What we found out is that she is having to be prompted quite a bit during the day to keep working.  She can DO the work, but she wants to do it on Finley time.  And Finley time is "any time after I draw a picture or color" - not when her teacher needs her too.  Once she is told that what she needs to do, she gets to work, but not before asking if she can color first THEN write.

She is also having trouble with middle and ending sounds of words.  She has beginning sounds down.  By this time of the year, they would like her to have end sounds down and be working toward middle sounds.  Cainan has all three down already, and is sounding out words he doesn't know by looking at them - just to give you an idea.  Finley is not.  Part of me believes she doesn't care and so she isn't really trying that hard.  Part of me believes it is something that is going to be hard for her.

So we will be working with her at home, of course, and school has her working with the reading specialist a few times a week.  She is making progress, but it is slower than they would like.  They will spend the next three weeks working on this (for all my teaching friends - Tier II before she moves to Tier III) and they will see where she is.

We were happy to hear that they were really trying to work with her.  They have many things in place we weren't aware of, and we were pleased to hear that.  I guess they just haven't figured me out yet - that I need to know all the details.  At least about Finley.  If she is struggling in reading and writing, I want to know about it.  Thank goodness we also started her in Kumon to give her extra support outside of school.

The communication log is going to be changing.  Instead of just a little blip at the end of the day about her overall day, the special education director suggested a paper where we know how many times she is being prompted and how things are going a little more specifically.  That works for me.  I am sure that is a lot of work for the teacher and the aide, but I do appreciate it.

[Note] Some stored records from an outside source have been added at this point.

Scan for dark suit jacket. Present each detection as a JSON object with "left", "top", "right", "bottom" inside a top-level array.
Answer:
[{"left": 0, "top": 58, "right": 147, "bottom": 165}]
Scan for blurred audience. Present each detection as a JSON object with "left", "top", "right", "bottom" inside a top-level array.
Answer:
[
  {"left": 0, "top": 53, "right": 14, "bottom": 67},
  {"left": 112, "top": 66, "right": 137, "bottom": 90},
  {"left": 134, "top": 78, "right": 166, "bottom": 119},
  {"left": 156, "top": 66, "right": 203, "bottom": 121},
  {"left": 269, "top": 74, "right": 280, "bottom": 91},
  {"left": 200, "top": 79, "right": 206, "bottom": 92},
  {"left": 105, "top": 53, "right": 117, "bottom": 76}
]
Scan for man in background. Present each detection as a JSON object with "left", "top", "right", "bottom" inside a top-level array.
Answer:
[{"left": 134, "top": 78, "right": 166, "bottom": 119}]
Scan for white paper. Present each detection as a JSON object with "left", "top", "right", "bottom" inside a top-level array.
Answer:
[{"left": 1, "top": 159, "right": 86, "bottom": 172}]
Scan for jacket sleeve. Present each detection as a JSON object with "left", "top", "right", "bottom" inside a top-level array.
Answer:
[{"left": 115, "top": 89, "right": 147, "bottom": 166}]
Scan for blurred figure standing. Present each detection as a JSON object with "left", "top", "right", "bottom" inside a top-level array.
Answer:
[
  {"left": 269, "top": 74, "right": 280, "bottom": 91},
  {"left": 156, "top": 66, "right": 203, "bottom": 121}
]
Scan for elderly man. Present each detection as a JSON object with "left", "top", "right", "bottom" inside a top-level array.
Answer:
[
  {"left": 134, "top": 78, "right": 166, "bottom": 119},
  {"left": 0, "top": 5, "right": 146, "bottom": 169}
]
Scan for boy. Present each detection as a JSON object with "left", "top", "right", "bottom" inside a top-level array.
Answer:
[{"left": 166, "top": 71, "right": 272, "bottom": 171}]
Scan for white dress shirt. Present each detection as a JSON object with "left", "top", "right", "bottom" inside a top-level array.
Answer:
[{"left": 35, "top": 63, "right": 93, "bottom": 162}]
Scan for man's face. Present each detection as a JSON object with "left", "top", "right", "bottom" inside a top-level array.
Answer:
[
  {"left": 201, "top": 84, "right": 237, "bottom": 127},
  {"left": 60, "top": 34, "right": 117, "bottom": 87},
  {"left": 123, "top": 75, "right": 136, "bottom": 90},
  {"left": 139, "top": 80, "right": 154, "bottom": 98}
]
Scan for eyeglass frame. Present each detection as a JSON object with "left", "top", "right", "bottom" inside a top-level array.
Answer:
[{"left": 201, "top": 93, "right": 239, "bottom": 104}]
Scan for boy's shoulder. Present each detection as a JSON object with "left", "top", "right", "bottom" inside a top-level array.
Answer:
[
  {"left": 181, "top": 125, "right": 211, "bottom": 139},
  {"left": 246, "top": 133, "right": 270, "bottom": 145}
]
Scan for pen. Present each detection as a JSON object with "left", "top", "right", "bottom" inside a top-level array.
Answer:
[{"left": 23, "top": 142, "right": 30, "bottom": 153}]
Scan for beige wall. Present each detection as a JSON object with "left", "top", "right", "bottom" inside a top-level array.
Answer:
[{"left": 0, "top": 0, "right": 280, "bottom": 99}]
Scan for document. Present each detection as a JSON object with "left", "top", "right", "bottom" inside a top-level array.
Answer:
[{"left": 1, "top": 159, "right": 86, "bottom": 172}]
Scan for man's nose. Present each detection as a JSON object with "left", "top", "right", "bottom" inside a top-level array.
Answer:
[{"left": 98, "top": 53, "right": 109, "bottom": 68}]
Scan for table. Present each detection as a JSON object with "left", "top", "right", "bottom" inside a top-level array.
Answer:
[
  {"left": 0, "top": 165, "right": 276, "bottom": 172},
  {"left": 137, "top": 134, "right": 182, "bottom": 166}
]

The special education director also talked to me about the transitional program.  She knows me (her son and Cainan are in class together) and knows I am highly nervous about it and what kids go into that program.  We did get a better feeling about the program after listening tell me that it will look very similar to her class make up this year.  Meaning - there will be kids with IEPs, there will be kids who are highly active, there will be kids who are shy, there will be kids who are reading on a 2nd grade level.  It is not a dumping ground for problem children and children who are developmentally behind.

That gave me a bit of relief.  I feel much better about the idea - if it comes to that - because I know a little more what it is.  The special education director was happy she had a chance to clarify the program because she had the feeling I had the wrong idea.  Which I did.  We even got to visit the classroom and watch circle time in action and see the room set up.

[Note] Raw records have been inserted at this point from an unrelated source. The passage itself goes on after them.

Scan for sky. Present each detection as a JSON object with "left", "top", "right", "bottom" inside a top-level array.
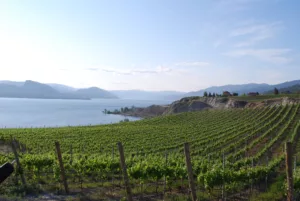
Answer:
[{"left": 0, "top": 0, "right": 300, "bottom": 92}]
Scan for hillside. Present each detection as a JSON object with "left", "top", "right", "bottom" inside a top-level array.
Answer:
[
  {"left": 74, "top": 87, "right": 118, "bottom": 99},
  {"left": 0, "top": 80, "right": 117, "bottom": 100},
  {"left": 110, "top": 90, "right": 185, "bottom": 101},
  {"left": 266, "top": 84, "right": 300, "bottom": 94},
  {"left": 0, "top": 104, "right": 300, "bottom": 200},
  {"left": 185, "top": 80, "right": 300, "bottom": 96}
]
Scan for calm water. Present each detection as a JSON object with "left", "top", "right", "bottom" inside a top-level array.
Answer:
[{"left": 0, "top": 98, "right": 170, "bottom": 128}]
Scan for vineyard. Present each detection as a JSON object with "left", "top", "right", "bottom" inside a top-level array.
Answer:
[{"left": 0, "top": 104, "right": 300, "bottom": 200}]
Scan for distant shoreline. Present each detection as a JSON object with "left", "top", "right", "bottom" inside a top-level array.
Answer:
[{"left": 0, "top": 96, "right": 92, "bottom": 100}]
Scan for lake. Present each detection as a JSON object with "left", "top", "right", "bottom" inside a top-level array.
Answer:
[{"left": 0, "top": 98, "right": 170, "bottom": 128}]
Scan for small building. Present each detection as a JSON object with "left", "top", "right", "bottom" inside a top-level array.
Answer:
[
  {"left": 248, "top": 92, "right": 259, "bottom": 96},
  {"left": 223, "top": 91, "right": 232, "bottom": 96}
]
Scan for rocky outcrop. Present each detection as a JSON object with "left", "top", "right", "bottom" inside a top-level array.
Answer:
[
  {"left": 120, "top": 105, "right": 169, "bottom": 118},
  {"left": 164, "top": 97, "right": 213, "bottom": 114},
  {"left": 225, "top": 99, "right": 248, "bottom": 108},
  {"left": 117, "top": 96, "right": 300, "bottom": 118}
]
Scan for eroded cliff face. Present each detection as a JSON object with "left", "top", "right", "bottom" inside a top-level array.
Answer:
[
  {"left": 164, "top": 97, "right": 213, "bottom": 114},
  {"left": 123, "top": 96, "right": 300, "bottom": 118},
  {"left": 164, "top": 97, "right": 300, "bottom": 114}
]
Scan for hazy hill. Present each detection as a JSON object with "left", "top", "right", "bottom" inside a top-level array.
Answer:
[
  {"left": 47, "top": 83, "right": 77, "bottom": 93},
  {"left": 74, "top": 87, "right": 118, "bottom": 98},
  {"left": 266, "top": 84, "right": 300, "bottom": 94},
  {"left": 110, "top": 90, "right": 185, "bottom": 100},
  {"left": 0, "top": 80, "right": 117, "bottom": 99},
  {"left": 185, "top": 80, "right": 300, "bottom": 96}
]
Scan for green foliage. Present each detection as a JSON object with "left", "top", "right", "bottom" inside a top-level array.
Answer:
[{"left": 0, "top": 103, "right": 300, "bottom": 196}]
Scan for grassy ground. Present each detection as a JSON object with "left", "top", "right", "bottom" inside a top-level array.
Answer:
[{"left": 231, "top": 94, "right": 300, "bottom": 102}]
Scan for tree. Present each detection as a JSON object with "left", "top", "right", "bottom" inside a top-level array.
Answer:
[{"left": 274, "top": 87, "right": 279, "bottom": 95}]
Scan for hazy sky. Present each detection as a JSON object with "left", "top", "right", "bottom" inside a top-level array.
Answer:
[{"left": 0, "top": 0, "right": 300, "bottom": 91}]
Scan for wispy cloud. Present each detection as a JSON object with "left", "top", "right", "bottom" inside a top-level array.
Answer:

We will also be meeting again in a few weeks especially after the Occupational and Physical therapy reports come back and we get to the end of their reading/writing assessment of Finley as well.  Then we will probably have to amend her IEP with some new goals.

In the end, Mat and I agreed that transitional will be the right way to go if her social/emotional development is hindering her education and getting in the way.  If she continues to struggle academically because she is developmentally behind, then we will put her in transitional.  If she is academically on track for first grade, then she will go on.

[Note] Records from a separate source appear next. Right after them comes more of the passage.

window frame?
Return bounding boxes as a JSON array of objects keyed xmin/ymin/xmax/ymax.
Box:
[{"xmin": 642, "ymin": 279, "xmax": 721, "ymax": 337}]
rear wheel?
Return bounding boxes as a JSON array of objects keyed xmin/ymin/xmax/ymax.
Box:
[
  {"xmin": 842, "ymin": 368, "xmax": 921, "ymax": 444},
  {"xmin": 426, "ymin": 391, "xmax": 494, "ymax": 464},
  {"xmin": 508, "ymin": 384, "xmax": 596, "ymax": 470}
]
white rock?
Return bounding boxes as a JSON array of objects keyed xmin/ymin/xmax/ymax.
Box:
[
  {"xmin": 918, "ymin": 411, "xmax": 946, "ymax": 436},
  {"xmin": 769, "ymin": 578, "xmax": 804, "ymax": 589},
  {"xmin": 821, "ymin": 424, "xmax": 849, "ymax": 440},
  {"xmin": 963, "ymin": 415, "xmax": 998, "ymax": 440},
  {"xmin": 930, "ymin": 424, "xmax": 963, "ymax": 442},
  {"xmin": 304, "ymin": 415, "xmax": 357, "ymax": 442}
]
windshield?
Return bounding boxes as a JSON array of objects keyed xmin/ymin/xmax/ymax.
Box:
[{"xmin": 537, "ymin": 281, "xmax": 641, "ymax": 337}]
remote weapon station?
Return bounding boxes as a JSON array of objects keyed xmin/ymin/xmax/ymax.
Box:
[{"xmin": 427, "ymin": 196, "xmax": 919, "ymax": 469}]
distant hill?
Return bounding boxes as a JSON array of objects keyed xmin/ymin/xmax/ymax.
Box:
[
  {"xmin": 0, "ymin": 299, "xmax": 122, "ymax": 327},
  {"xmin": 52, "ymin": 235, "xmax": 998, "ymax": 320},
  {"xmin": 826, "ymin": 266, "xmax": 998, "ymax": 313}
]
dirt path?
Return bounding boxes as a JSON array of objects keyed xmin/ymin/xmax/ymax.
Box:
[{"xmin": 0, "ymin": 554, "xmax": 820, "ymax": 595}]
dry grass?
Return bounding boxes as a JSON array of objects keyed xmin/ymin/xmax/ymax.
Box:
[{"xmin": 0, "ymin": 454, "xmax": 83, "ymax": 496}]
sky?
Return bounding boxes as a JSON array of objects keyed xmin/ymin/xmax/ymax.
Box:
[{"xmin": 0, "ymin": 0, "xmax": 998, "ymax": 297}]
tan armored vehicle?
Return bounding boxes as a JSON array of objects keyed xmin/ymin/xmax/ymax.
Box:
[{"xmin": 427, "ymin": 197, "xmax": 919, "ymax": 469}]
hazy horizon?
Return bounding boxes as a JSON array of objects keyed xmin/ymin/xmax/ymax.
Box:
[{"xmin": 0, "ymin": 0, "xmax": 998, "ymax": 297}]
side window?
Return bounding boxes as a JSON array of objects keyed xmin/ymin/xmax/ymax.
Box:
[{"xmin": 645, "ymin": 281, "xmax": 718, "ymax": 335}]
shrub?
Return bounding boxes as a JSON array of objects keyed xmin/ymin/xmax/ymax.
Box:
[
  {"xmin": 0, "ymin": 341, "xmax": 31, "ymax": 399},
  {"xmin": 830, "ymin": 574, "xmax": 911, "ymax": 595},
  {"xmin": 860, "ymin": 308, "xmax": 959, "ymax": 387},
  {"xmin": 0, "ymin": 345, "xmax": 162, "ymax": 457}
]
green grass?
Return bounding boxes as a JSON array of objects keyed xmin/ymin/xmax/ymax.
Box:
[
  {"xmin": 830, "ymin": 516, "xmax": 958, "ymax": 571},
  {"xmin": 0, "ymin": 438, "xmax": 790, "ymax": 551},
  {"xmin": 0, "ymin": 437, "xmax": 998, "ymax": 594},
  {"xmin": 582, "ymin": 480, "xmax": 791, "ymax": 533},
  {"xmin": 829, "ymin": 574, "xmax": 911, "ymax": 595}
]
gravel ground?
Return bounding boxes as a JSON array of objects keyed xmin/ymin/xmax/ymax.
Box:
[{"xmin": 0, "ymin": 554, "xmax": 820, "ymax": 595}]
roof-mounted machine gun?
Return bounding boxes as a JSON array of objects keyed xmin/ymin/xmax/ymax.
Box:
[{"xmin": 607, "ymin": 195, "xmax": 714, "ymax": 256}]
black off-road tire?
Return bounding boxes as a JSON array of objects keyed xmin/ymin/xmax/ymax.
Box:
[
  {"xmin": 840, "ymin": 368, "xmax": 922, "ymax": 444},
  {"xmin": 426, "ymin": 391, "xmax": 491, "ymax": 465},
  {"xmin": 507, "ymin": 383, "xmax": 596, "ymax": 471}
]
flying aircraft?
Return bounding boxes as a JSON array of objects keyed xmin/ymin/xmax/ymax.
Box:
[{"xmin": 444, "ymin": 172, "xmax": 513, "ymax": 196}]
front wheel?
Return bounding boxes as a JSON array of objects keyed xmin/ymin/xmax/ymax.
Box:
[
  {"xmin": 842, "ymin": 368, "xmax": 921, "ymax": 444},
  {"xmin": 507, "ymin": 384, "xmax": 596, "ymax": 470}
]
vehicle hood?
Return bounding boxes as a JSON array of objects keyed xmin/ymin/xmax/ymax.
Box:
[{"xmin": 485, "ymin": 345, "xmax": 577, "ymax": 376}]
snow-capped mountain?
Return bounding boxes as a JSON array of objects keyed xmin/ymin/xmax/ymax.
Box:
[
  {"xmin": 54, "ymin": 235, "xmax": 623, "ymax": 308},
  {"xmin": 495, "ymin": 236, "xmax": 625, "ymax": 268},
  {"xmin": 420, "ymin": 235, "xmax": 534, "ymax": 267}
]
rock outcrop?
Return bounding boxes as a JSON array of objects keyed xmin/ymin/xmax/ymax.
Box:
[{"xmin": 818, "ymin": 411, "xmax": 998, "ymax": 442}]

Tonight we will sleep.  I am not going to talk about transitional or first grade, or conferences or IEPs or communication logs for a long time.

Or at least a week.

1 comment:

Unknown said...

Thanks for sharing your experiences. We are bracing ourselves for report cards on Monday and I think we are going to have to make an appointment to discuss Claire's progress. I hope now that you are on the same page, everyone carries out their responsibilities!